This is an exposition on series, loosely following § 1.4 of Applied Scientific Computing With Python by Peter R. Turner, Thomas Arildsen, and Kathleen Kavanagh.
The goal here is to stress that we can do rigorous computations in Python even with infinite quantities. However, to do so, we need to combine mathematical arguments, with careful coding.
Mathematics reviewed:
Programming topics used:
Recall that a series is the sum of infitely many terms in a sequence, $$X = \sum_{k=0}^{+\infty} a_k.$$ Formally, the value a series takes is a limit of the partial sums. By definition the $N$-th partial sum is the sum $S_N$ of the first $N$ terms in the series. Assuming the series starts at zero (which will not always be true), we have $$S_N = \sum_{k=0}^{N-1} a_k.$$ Thus $X = \lim_{N \to +\infty} S_N.$
The $N$-th remainder is $$R_N = X-S_N = \sum_{k=N}^{\infty} a_k.$$ We call $|R_N|$ the truncation error. A series converges if and only if $\lim_{N \to \infty} |R_N|=0$.
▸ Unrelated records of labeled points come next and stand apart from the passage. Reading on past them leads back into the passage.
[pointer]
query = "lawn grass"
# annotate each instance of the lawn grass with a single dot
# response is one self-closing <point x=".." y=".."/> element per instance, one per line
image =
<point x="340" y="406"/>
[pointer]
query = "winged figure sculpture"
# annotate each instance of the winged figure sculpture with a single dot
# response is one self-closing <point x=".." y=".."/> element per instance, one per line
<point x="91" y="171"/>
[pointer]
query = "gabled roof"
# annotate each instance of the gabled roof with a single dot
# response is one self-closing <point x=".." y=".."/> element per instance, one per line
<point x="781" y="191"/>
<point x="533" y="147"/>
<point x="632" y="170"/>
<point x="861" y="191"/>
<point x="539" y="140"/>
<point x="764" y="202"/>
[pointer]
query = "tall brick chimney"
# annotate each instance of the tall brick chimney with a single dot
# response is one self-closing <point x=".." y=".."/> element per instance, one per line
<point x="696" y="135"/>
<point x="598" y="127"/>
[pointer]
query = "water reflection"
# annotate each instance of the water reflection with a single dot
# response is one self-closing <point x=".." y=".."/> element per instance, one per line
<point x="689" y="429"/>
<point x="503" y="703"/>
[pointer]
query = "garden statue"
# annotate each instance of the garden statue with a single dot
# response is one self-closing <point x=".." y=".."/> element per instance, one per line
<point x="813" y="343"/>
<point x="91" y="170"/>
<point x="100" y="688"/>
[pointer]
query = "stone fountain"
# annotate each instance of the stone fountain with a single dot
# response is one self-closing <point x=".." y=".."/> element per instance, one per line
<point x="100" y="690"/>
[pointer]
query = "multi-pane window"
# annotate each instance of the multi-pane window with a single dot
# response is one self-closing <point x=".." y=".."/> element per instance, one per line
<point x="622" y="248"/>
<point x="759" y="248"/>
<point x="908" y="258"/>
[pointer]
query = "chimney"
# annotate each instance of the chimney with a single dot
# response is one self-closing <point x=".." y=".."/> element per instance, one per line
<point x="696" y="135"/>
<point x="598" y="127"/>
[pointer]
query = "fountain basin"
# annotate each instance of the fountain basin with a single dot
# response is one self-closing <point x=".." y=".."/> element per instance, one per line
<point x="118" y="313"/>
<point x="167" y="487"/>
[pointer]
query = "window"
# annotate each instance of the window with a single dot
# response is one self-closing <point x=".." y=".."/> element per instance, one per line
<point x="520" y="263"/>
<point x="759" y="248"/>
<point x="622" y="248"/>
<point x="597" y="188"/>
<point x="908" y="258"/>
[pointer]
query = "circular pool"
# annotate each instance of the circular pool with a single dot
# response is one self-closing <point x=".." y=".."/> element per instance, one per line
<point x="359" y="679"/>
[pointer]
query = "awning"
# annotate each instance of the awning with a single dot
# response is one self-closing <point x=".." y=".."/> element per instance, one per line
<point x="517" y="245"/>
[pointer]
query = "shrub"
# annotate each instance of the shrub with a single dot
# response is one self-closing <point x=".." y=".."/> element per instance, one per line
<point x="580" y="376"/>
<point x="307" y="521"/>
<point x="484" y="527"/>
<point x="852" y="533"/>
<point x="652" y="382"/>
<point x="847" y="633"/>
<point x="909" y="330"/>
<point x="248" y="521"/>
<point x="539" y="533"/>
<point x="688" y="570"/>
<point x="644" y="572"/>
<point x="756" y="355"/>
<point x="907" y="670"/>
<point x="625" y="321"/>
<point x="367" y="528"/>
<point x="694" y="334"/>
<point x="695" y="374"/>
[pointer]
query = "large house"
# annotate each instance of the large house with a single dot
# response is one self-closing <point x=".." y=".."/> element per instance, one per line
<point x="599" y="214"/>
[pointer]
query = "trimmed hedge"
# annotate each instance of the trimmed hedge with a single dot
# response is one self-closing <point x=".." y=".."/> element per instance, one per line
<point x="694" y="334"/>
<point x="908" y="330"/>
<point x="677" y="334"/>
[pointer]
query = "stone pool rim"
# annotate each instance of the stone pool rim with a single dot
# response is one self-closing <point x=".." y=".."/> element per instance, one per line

Usually to evaluate a series, we are happy with an estimate for an answer using a partial sum, but we'd like to know how accurate our estimate is. There are two sources of errors:
First consider only truncation error. If you know that the $N$-th truncation error satisfies $|R_N| \leq \epsilon$, then you can conclude that the value $X$ taken by a convergent series satisfies $$S_N-\epsilon \leq X=S_N+R_N \leq S_N +\epsilon.$$
Saying $|R_N| \leq \epsilon$ is equivalent to $-\epsilon \leq R_N \leq \epsilon$. As we will see below, sometimes you are able to confine the $N$-th remainder to a interval $a \leq R_N \leq b$. In this case, we can conclude that $$S_N+a \leq X = S_N+R_N \leq S_N + b.$$
Usually, we can get away with ignoring rounding errors. (But, for example, subtracting numbers that agree to $n$-significant digits results in a loss of precision of approximately $n$ digits.) If you want to be careful about rounding error, you can use interval arithmetic. Interval arithmetic can be used to confine a partial sum $S_N$ to an interval, say $c \leq S_n \leq d$. Then depending on which case we are in above, we have $$c-\epsilon \leq X \leq d+\epsilon \quad \text{or} \quad a+c \leq X \leq b+d$$ (with interval arithmetic used to round these bounds outward).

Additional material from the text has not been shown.